Folha de São Paulo
Há alguns anos tenho escrito sobre o tema previdenciário.
O leitor deve ter notado que não abordo o tema do déficit (ou não) do sistema.
Para saber se há ou não há déficit, é preciso considerar uma fonte de receita e um sistema específico.
É possível, por exemplo, argumentar que a aposentadoria rural, que apresenta receita específica, e o BPC (Benefício de Prestação Continuada), que tem natureza assistencial, precisam ser excluídos para sabermos se o sistema previdenciário público do setor privado tem ou não déficit.
Se considerarmos, como fonte de receita do sistema previdenciário público do setor privado urbano, as contribuições patronal e do empregado, há déficit no sistema desde 2002.
Mas aí é possível argumentar que a Constituição estabelece outras fontes de receitas. E, além do mais, que a DRU (Desvinculação de Receitas da União) tira dinheiro da Previdência.
Entretanto, se vamos considerar outras fontes de receita —impostos gerais— e desconsiderar a DRU, por consistência temos de juntar no gasto o que havia sido apartado. Voltamos ao início.
Ou seja, a discussão sobre déficit ou não déficit é ociosa. É sempre possível estabelecer um conceito de gasto e de receita da Previdência que apresentará superávit.
Mesmo porque nosso gasto previdenciário —considerando o regime geral rural e urbano, os benefícios assistenciais e os regimes próprios— é de 14% do PIB. A carga tributária é de 32% do PIB. É sempre possível considerar um conceito de receita previdenciária que seja maior do que 14% do PIB e estabelecer por decreto que há superávit. Em termos econômicos, esses malabarismos contábeis não fazem o menor sentido.
O tema é outro: faz sentido uma sociedade de renda média, com 13% de razão de dependência—população de 65 anos como fração da população entre 20 e 64 anos— , gastar 14% do PIB com Previdência?
Considerando os países da OCDE, a organização que reúne as nações ricas e algumas emergentes, o gasto previdenciário de um país cuja razão de dependência é de 13% tende a ser de 7% do PIB, aproximadamente. O Brasil gasta o dobro do que seria esperado, se tomarmos o padrão dos países mais bem-sucedidos do mundo em termos de bem-estar social.

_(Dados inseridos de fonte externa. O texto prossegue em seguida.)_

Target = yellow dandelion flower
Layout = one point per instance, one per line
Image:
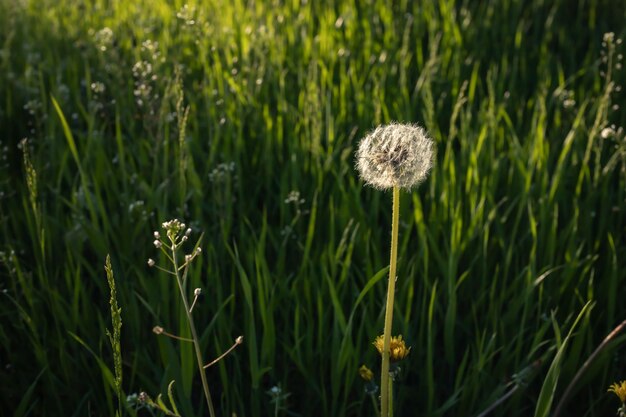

O importante a reter é que a sociedade, por meio do Congresso, escolheu gastar 14% do PIB com Previdência. No longo prazo —quando avançarmos no envelhecimento populacional— , o gasto irá a 20% do PIB.
O que o Congresso está discutindo é a revisão, ou não, desse conjunto de escolhas que fizemos no passado. Escolhas essas que estabeleceram um gasto previdenciário que é o segundo maior do mundo como proporção do PIB, quando se leva em conta a demografia. Numa amostra de 120 países, somente a Ucrânia gasta mais.
Alguns leitores discordam de minha afirmação na coluna da semana passada de que o déficit fiscal é estrutural, e não fruto do ciclo econômico. Apontam a confortável situação de 2014.
Em 2014, houve déficit público de 1,5% do PIB. Adicionalmente, havia hiperemprego de três pontos percentuais: 6% de desemprego, ante estimativas —inúmeras — que sugerem que a taxa natural de desemprego brasileira é de 9% (talvez caia como consequência da reforma trabalhista, mas levará uns oito anos para esse efeito aparecer).
Adicionalmente, havia outros sinais claríssimos de excesso de demanda: inflação de 6,5% e crescente, atraso tarifário de 20% e déficit externo de 4,5% do PIB.
Finalmente, o desequilíbrio estrutural foi construído ao longo de seguidos anos com gasto crescendo além da expansão da economia. Uma foto de um ano do passado não é base de comparação.
Não há como escapar. O Congresso terá de arbitrar nosso conflito distributivo. A omissão nos jogará de volta ao abismo inflacionário.
As opiniões aqui expressas são do autor e não refletem necessariamente as do CDPP, tampouco as dos demais associados.